Se questo suona familiare è perché l'etanolo è semplicemente alcol puro. È lo stesso composto che si trova nelle bevande preferite dagli adulti e che fanno prendere decisioni sbagliate sulla vita in una notte.

Prodotto principalmente da canna da zucchero e mais, l'etanolo è stato considerato un valido additivo per la benzina. La miscela etanolo-carburante più comune è l’E10, che è composta al 90% da benzina e al 10% da etanolo. Tuttavia, alcuni veicoli vengono alimentati da quello che è noto come E85, che contiene una percentuale di etanolo maggiore che si aggira tra il 51% e l'83%.

Il più grande vantaggio dell'utilizzo di etanolo è il fatto che sia rinnovabile. Il secondo vantaggio è che possiede minori emissioni di gas serra, che sono il 15% in meno rispetto al carburante normale.

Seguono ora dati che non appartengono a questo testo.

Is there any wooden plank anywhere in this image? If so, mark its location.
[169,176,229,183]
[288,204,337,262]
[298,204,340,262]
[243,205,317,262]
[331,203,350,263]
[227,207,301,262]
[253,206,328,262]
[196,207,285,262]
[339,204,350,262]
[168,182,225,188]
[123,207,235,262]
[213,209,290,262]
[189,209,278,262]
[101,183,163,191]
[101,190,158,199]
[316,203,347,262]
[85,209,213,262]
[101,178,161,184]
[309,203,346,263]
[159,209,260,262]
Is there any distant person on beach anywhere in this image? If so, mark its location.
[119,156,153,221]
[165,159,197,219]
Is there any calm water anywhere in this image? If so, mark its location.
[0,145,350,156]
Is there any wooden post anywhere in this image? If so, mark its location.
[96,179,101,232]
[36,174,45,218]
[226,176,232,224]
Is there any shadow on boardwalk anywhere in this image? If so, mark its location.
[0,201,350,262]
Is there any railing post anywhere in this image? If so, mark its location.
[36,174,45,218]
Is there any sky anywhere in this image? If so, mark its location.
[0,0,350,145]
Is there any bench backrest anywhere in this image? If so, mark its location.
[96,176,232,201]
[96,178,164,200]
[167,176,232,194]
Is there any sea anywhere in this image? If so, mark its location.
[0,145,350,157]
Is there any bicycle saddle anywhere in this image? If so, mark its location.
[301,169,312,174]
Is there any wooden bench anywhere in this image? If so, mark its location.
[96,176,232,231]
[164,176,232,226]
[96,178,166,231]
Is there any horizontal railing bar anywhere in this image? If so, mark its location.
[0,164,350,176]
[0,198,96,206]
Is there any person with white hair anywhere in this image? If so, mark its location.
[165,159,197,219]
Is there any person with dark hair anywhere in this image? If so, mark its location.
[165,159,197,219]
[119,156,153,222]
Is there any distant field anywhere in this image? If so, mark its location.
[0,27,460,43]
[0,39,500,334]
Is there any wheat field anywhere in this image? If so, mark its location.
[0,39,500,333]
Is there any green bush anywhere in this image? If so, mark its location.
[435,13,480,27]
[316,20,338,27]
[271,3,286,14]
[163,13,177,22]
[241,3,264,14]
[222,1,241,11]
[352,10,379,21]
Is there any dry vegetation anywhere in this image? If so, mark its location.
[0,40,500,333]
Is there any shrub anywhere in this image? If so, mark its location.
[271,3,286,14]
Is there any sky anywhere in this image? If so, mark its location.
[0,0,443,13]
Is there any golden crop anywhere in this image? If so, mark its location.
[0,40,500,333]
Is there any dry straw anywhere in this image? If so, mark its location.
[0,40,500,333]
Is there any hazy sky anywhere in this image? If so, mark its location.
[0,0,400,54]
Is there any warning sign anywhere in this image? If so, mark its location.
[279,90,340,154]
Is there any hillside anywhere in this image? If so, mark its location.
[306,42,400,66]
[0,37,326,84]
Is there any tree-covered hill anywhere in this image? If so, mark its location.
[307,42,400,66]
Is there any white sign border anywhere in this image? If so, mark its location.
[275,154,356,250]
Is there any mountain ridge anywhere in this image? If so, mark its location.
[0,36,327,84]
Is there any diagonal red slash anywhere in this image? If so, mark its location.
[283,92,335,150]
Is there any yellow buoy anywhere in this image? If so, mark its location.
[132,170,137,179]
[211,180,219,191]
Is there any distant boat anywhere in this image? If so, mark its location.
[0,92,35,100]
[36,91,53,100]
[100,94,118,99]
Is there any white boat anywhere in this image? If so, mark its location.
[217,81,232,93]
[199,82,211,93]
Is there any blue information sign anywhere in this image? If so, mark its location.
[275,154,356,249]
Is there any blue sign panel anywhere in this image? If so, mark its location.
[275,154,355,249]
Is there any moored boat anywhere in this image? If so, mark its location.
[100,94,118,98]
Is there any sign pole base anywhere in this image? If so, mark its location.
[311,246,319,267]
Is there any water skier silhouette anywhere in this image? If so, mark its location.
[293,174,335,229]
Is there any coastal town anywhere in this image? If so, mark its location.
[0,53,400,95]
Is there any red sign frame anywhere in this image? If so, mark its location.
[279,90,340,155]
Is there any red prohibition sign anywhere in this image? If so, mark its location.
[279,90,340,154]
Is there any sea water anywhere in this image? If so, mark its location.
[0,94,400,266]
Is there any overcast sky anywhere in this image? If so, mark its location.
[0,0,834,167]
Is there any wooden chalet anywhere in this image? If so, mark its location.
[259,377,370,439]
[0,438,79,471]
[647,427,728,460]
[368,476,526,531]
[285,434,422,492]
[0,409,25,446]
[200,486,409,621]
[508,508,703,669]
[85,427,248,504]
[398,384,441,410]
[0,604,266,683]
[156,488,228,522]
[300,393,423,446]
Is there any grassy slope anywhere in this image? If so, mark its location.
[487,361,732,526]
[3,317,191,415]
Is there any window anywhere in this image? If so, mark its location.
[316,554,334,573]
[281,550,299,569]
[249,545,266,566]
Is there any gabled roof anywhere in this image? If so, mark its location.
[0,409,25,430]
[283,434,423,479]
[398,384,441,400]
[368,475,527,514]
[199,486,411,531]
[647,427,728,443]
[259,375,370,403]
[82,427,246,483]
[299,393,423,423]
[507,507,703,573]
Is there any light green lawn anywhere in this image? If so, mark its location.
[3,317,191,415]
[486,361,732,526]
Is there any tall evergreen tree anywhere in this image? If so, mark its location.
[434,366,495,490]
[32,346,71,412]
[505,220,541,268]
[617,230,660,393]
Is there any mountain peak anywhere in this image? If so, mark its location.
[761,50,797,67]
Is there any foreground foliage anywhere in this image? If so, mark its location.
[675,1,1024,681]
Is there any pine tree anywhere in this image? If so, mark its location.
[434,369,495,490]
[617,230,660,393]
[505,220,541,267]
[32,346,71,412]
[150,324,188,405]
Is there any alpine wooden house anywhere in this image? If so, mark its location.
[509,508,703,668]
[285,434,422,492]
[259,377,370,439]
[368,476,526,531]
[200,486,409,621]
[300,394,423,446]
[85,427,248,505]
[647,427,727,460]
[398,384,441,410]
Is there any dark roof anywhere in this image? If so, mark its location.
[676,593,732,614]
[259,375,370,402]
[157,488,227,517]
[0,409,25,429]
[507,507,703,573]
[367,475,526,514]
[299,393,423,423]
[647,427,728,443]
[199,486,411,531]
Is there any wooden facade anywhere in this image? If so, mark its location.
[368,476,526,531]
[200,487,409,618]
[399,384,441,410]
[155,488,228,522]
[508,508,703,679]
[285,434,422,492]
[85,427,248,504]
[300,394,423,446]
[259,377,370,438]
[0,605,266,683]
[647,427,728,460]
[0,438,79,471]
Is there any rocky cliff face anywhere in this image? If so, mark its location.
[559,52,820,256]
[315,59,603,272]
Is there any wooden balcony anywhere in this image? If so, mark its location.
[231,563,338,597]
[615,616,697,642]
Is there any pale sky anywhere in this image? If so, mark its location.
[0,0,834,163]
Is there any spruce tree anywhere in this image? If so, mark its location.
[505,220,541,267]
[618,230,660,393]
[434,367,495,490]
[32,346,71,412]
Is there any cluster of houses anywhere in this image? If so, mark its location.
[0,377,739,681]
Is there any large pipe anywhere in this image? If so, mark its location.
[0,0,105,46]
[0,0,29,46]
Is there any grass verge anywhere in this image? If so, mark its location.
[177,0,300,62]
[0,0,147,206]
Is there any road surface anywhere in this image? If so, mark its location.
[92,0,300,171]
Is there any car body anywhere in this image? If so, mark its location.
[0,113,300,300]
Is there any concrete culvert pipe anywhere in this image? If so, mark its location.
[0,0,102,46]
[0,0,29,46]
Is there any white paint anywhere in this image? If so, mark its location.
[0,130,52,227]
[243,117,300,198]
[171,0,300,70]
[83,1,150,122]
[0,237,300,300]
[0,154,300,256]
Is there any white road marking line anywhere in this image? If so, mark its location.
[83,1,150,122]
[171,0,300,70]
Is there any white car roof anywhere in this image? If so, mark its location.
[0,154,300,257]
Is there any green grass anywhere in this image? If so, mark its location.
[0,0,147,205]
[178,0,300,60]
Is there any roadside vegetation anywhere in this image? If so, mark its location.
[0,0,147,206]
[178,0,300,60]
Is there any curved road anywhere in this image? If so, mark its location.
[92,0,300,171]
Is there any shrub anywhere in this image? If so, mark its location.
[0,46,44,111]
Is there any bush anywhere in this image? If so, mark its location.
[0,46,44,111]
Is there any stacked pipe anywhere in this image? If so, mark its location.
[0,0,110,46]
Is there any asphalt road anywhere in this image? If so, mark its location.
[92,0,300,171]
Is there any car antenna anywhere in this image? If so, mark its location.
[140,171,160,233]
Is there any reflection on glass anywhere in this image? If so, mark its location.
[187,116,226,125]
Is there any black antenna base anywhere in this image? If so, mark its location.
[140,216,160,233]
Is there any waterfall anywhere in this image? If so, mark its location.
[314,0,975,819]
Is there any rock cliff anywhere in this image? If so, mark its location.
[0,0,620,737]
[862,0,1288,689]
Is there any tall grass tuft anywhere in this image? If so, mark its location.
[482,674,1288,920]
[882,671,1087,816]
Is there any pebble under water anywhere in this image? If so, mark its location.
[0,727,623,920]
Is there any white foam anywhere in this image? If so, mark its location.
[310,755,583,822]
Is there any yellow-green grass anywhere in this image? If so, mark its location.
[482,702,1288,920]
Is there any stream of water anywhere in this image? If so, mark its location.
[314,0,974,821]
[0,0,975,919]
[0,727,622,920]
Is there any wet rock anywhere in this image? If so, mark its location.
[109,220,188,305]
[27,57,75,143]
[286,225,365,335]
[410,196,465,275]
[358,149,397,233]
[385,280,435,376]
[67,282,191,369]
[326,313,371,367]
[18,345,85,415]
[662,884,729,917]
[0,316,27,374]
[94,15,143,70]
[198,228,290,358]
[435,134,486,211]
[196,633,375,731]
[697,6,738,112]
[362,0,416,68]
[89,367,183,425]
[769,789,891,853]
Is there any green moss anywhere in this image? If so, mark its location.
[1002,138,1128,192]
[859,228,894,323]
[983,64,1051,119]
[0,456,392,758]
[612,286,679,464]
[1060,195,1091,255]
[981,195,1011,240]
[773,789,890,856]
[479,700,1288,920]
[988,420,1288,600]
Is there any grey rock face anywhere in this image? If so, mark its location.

Tuttavia, lo svantaggio è che danneggia l'ambiente. Ad esempio, coltivare le colture di etanolo può causare l'erosione del suolo. Allo stesso tempo, la maggior parte dei metodi utilizzati per l'agricoltura coinvolge sostanze chimiche tossiche che possono facilmente inquinare l'approvvigionamento idrico.

Etanolo
  • Biodiesel

Come si può dedurre dal nome stesso, il biodiesel è simile alla sua controparte a base di petrolio. L'unica differenza è che è composto da grasso animale o olio vegetale. Infatti, per produrre biodiesel, alcune aziende utilizzano l’olio da cucina e grasso per ristoranti di provenienza locale[1].

Come abbiamo precedentemente accennato, anche le alghe possono essere utilizzate per produrre biodiesel. Tuttavia, gli scienziati hanno recentemente iniziato a valutare anche l'opzione delle colture geneticamente modificate[2] per la produzione di biodiesel.

La forma più comune di biodiesel è nota come B20. Composta dall'80% di petrolio ed il 20% di biodiesel, si presume che riduca le emissioni di CO₂ del 20%.

Proprio come con l'etanolo, il bello del biodiesel è che è rinnovabile. E poiché vengono utilizzati ingredienti riciclati, le aziende produttrici di biodiesel minimizzano gli sprechi.

Tuttavia, dato che la produzione di biodiesel si basa su colture alimentari, lo svantaggio è che potrebbe causare un aumento dei costi alimentari. Bisogna anche considerare il potenziale di aumento delle materie prime per alghe e batteri.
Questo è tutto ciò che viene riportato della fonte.